Do you have a story about a bench?
When was the last time you sat on a bench and where was it?
What’s the most interesting view your’ve seen from a bench?
It was an opportunity to encourage guests to think about some of the issues that would be revealed through the research and to get the table talking about benches and the role they has play in our lives.
‘Watching Niagara Falls whilst an Elvis impersonator was singing (badly) in the background” was revealed as the most interesting view from a bench. Other experiences of benches were closer to home.
During the panel discussion we held after the film screening, a local open space Oaks Park, was mentioned by guests as a place where there are many memorial benches, so it was perhaps not surprising that only the day before the launch one of the guests has sat on a bench in Oaks Park.
During the course of the research we found people talking about the bench as a landmark. In the following example it has family significance because when it is referred to as the bench, everyone know’s where that is, but the bench with a form of geographical status. “There is a bench outside St George’s Primary School in Beckenham, where I pick my wife up if she’s at a late meeting … pick me up at the bench .. she says”.

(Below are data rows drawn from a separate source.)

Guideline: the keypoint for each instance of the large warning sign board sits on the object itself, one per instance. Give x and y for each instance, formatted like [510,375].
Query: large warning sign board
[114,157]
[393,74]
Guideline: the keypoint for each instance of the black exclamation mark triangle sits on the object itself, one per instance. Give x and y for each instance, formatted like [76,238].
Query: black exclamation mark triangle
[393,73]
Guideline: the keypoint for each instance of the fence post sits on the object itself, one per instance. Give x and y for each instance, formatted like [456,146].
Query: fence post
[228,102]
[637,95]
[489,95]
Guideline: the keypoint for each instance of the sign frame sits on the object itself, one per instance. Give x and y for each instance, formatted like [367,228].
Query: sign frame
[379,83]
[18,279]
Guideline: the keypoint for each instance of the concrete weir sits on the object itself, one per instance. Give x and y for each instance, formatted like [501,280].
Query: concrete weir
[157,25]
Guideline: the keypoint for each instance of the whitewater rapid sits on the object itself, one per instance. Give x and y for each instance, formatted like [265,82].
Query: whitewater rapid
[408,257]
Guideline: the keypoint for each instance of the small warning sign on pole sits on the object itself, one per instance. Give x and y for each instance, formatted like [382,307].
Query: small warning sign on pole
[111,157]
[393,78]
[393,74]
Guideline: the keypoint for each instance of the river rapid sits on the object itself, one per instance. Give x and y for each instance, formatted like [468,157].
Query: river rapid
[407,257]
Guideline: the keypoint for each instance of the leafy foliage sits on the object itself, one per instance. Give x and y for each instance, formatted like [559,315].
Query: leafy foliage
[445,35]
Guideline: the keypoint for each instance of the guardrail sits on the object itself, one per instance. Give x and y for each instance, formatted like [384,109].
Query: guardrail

The second story talks to the bench as a time for reflection and for memories. “I still occasionally go to a bench in a park where I grew up, where I used to sit with my very first girlfriend - and that was over 50 years ago”. The bench provides an opportunity to connect with the past, reflect on happy moments and perhaps even consider their own life journey since.
Benches were seen as places for rest: at shops; in the garden; in the high street; in parks, at the seafront, or in places where you needed to wait, like at bus shelters.
One guest said they had complained about the lack of benches at Tesco and then one was provided. I welcome the supermarket bench as I now leave my father on the seat whilst my mother and I go off and do the shopping. Only this week he sat with another man, also waiting for his wife to finish the shopping, and they chatted together for some time about something and nothing.
One contributor used the bench as a place of work and found that it released their creativity, another said they relax, let the world go by or just meditate.
Whilst the bench can provide an opportunity for a serendipitous connection and conversation, it also provides an opportunity to take in a view with one guest identifying Leith Hill as a good spot. And perhaps while reflecting and people-watching you could enjoy a doughnut or two, and for one guest Brighton Pier was the place to be for that.
I know when I started working on this project and I explained to friends and colleagues what I was doing, I did get a few odd looks, but as I talked about what the research was revealing I saw people being drawn-in and lovely stories were shared about moments and memories all associated with the humble bench.